The most obvious criticism of the supporters of the “comfort zone” is that they can be damn wrong when assessing the future of the ICI. In his book, Singularity, Kurzweil devoted 20 pages from 700 to potential ISI threats. The question is not when we get to the ISI, the question is what will be his motivation. Kurzweil responds to this question with caution: “The ISI arises from many disparate efforts and will be deeply integrated into the infrastructure of our civilization. In fact, it will be closely integrated into our body and brain. It will reflect our values, because it will be one with us. ”
But if the answer is, why are so many smart people in this world worried about the future of artificial intelligence? Why does Stephen Hawking say that the development of ICI "can mean the end of the human race"? Bill Gates says that he "does not understand people who are not concerned" by this. Elon Musk fears that we "call on the demon." Why do many experts consider ISI the biggest threat to humanity?

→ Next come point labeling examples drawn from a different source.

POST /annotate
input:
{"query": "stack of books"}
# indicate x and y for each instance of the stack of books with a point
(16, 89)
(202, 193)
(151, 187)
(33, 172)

This we will talk about next time.
Based on waitbutwhy.com, compiled by Tim Urban. The article uses materials from Nick Bostrom, James Barrat, Ray Kurzweil, Jay Niels-Nilsson, Stephen Pinker, Vernor Vinge, Moshe Vardy, Russ Roberts, Stuart Armstroh and Kai Sotal, Susan Schneider, Stuart Russell and Peter Norwig Tete, Tete, Tete, Armstrong, Tee Sthal, Schneider, Stewart Russell, Peter Norwig, Tete, Tete, Armstrong Marcus, Carl Schulman, John Searle, Jaron Lanier, Bill Joy, Kevin Keli, Paul Allen, Stephen Hawking, Kurt Andersen, Mitch Kapor, Ben Herzel, Arthur Clarke, Hubert Dreyfus, Ted Greenwald, Jeremy Howard.